ITEM 9. CHANGES IN AND DISAGREEMENTS WITH ACCOUNTANTS ON ACCOUNTING AND FINANCIAL DISCLOSURE
None.
ITEM 9A. CONTROLS AND PROCEDURES
Disclosure Controls and Procedures
Evaluation of disclosure controls and procedure. Our management, including our Chief Executive Officer and Chief Financial Officer, have conducted the evaluation of our disclosure controls and procedures (as such term is defined in Rules 13a-15(e) and 15d-15(e) under the Exchange Act) required by Rules 13a-15(b) or 15d-15(b) under the Exchange Act, as amended. Based on that evaluation, our management, including our Chief Executive Officer and Chief Financial Officer, concluded that our disclosure controls and procedures were not effective as of December 31, 2018 as a result of a material weakness in the Company’s internal control over financial reporting that existed at December 31, 2017 and has not been remediated by the end of the period covered by this Annual Report on Form 10-K.
Management’s Report on Internal Control over Financial Reporting
Our management, including our Chief Executive Officer and Chief Financial Officer, is responsible for establishing and maintaining adequate internal control over financial reporting as described in Rules 13a-15(f) and 15d-15(f) under the Securities Exchange Act of 1934, as amended, or the Exchange Act. Internal control over financial reporting is defined as a process designed by, or under the supervision of, the issuer’s principal executive and principal financial officers, or persons performing similar functions, and effected by the issuer’s board of directors, management and other personnel, to provide reasonable assurance regarding the reliability of financial reporting and the preparation of financial statements for external purposes in accordance with generally accepted accounting principles and includes those policies and procedures that: (1) Pertain to the maintenance of records that in reasonable detail accurately and fairly reflect the transactions and dispositions of the assets of the issuer, (2) Provide reasonable assurance that transactions are recorded as necessary to permit preparation of financial statements in accordance with generally accepted accounting principles, and that receipts and expenditures of the issuer are being made only in accordance with authorizations of management and directors of the issuer and (3) Provide reasonable assurance regarding prevention or timely detection of unauthorized acquisition, use or disposition of the issuer’s assets that could have a material effect on the financial statements.
Because of its inherent limitations, internal control over financial reporting may not prevent or detect misstatements. Also, projections of any evaluation of effectiveness to future periods are subject to the risk that controls may become inadequate because of changes in our conditions, or that the degree of compliance with our policies or procedures may deteriorate.
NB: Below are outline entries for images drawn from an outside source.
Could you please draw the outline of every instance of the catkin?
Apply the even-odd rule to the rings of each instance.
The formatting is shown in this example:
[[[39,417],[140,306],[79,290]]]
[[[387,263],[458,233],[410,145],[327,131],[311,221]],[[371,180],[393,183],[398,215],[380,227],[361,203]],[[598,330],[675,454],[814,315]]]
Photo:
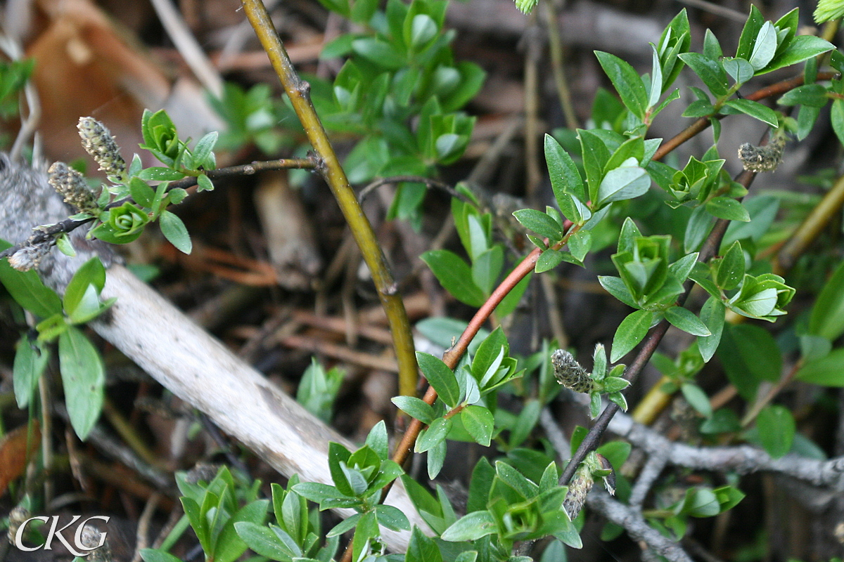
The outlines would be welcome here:
[[[776,134],[764,147],[745,142],[738,147],[738,159],[749,172],[773,172],[782,162],[785,146],[785,136]]]
[[[82,146],[100,164],[100,169],[110,178],[123,180],[126,175],[126,161],[120,155],[120,147],[105,125],[93,117],[79,117],[76,126],[82,137]]]
[[[587,370],[581,367],[574,356],[565,350],[557,350],[551,354],[551,365],[557,382],[576,393],[592,392],[594,383]]]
Evaluation of effectiveness of internal control over financial reporting Our management, under the supervision and participation of our Chief Executive Officer and our Chief Financial Officer, has conducted an evaluation of the effectiveness of our internal control over financial reporting as of December 31, 2018 using criteria established in Internal Control — Integrated Framework (2013) issued by the COSO and, based on this evaluation, concluded that our internal control over financial reporting was not effective as of December 31, 2018 as a result of the material weakness in our internal control over financial reporting discussed below. A material weakness is a deficiency, or a combination of deficiencies, in internal control over financial reporting, such that there is a reasonable possibility that a material misstatement of our annual or interim financial statements will not be prevented or detected on a timely basis.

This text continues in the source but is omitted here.